A beginner’s guide to giclee printing
Giclee is type of high quality printing that is ideal for reproducing pieces of art and photographs.
The word is pronounced ‘zhee-clay’ and comes from la giclée, a French word meaning something which is squirted or sprayed.
It is a form of inkjet printing, although not every inkjet print is a giclee print. Instead, giclee printing delivers a higher quality result than traditional printing, which should last much longer than a standard print – up to 200 years without fading.
Originally, giclee only applied to a digital reproduction of a conventional photograph, painting, drawing or other artwork, but now it can also apply to an entire digital product created using the likes of Creative Cloud forms of Illustrator or Adobe Photoshop.
A true giclee print must meet a minimum of three criteria. It must have a resolution of at least 300 DPI, and it must be printed on the right paper and with the right ink. More information about resolutions and DPI can be found at https://blogs.loc.gov/thesignal/2013/07/you-say-you-want-a-resolution-how-many-dpippi-is-too-much/.
Giclee prints, from companies such as http://www.river-studio.com/fine-art-printing/fine-art-giclee-printing.php, are printed on archival quality paper – a must for any true giclee print. This high-quality paper helps to ensure the highest standard of colour reproduction and the longevity of the end result. Without this, the product could not last anywhere near as long as it does.
The right ink
Giclee prints are usually created using a large format machine with pigment-based inks. In contrast, lower-cost inkjets typically use dye-based inks. Pigment-based products last longer than dye-based inks and can have a lifespan of between 100 and 200 years, without suffering from any significant fading. This makes giclee ideal when the durability and potential longevity of a product is a major concern.

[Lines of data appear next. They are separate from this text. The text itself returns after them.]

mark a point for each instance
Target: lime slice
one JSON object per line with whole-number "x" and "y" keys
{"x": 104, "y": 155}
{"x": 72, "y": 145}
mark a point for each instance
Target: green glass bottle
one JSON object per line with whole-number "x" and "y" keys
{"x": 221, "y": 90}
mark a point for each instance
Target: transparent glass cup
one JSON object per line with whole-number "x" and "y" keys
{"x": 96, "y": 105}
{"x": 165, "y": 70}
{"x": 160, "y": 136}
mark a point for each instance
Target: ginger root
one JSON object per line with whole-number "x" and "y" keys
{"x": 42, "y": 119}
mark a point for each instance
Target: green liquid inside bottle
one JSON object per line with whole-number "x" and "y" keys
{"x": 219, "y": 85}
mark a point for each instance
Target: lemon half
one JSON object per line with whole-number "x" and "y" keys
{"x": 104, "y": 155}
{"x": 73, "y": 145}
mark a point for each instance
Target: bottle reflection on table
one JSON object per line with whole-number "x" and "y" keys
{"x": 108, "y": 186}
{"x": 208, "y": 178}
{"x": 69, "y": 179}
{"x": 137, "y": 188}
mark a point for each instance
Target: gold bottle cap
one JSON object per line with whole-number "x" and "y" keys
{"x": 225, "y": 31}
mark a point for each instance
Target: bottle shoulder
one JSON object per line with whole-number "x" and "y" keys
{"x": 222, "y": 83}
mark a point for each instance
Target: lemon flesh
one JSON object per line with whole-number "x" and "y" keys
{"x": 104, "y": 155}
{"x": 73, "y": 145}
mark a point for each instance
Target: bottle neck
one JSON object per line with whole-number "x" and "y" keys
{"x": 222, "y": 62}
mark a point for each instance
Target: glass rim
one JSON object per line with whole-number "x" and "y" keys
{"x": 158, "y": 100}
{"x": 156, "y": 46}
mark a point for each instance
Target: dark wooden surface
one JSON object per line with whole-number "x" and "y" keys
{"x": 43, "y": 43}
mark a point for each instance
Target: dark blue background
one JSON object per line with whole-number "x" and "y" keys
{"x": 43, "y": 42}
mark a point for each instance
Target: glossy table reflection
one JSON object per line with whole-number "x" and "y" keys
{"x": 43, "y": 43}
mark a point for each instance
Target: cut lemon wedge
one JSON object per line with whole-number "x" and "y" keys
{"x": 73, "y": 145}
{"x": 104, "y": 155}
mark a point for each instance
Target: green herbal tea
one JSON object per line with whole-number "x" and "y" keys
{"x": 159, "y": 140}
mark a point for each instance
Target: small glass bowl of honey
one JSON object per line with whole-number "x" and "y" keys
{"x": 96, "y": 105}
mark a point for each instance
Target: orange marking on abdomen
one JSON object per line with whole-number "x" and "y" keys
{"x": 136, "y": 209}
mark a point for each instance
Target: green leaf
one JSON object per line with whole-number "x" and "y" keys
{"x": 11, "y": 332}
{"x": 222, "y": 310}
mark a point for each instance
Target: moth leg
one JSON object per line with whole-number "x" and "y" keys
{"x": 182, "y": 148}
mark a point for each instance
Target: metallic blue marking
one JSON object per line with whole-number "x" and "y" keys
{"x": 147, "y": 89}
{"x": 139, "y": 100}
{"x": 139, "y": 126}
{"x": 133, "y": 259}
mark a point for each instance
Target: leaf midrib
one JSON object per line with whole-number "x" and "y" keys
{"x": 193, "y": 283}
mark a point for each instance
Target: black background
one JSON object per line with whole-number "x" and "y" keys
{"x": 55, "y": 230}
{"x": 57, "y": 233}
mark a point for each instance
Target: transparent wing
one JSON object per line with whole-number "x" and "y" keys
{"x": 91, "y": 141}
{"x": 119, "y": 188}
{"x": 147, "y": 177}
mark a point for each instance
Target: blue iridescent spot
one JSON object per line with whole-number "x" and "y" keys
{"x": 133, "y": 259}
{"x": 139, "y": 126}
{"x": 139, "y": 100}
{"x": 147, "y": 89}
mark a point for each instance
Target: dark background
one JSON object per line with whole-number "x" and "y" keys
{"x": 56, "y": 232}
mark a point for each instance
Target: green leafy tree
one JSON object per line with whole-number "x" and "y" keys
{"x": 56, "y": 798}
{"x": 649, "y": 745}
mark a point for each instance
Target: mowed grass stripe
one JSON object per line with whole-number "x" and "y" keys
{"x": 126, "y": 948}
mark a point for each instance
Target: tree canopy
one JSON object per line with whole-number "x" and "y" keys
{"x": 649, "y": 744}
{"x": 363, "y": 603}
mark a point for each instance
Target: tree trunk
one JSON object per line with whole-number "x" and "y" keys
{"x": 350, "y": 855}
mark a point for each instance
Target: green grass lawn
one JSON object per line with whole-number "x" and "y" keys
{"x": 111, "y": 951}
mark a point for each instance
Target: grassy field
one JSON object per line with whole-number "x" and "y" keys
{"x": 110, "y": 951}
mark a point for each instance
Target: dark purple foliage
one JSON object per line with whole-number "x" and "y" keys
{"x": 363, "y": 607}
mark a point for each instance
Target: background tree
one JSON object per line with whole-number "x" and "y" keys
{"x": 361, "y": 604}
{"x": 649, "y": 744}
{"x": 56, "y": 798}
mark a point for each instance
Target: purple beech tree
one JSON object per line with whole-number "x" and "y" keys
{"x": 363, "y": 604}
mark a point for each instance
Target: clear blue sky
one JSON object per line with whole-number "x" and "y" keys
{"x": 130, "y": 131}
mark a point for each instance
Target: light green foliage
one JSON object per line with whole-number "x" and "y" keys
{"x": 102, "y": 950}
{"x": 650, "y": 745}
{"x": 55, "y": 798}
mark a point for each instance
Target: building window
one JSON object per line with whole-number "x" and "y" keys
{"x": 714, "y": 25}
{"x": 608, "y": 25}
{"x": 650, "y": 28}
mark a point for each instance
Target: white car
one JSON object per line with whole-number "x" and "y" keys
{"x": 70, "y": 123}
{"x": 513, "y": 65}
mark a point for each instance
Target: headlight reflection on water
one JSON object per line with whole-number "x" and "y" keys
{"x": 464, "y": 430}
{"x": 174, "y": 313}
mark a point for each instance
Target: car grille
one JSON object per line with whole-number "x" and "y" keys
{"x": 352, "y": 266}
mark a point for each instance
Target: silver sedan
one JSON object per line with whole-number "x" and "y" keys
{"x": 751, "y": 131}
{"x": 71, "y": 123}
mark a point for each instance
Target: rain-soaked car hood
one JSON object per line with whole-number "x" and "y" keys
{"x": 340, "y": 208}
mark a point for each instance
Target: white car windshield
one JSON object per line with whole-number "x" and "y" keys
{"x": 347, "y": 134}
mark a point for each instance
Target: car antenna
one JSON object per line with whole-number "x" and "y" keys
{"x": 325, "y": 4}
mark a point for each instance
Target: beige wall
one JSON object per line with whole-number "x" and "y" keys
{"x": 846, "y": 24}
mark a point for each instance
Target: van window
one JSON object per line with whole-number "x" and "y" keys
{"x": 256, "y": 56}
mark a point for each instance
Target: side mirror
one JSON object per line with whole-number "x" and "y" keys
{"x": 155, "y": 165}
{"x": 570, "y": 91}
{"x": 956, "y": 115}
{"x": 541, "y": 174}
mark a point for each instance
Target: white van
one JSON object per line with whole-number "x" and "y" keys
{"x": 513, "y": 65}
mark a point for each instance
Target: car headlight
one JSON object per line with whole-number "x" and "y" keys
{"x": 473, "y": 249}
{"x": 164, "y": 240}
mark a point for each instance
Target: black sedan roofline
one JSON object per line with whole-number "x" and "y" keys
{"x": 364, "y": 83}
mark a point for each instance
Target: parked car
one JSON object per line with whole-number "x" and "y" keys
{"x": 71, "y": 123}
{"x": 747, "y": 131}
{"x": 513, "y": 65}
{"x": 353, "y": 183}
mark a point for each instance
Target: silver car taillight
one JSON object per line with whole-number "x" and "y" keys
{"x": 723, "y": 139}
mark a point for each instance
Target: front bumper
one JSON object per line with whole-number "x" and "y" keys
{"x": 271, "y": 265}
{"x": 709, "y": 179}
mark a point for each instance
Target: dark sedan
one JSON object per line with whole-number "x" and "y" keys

The printer used for giclee will also normally hold between eight and 12 different ink cartridges, as the more inks that are used, the better the colour range will be on the final product.
These three criteria are those which are most widely accepted but there are others, depending on the medium being used to reproduce from or the final product.
There are also many advantages beyond the increase in quality. Artists can produce individual prints without the number-requirements of traditional printing, for example, and the digital process can ultimately save both time and money.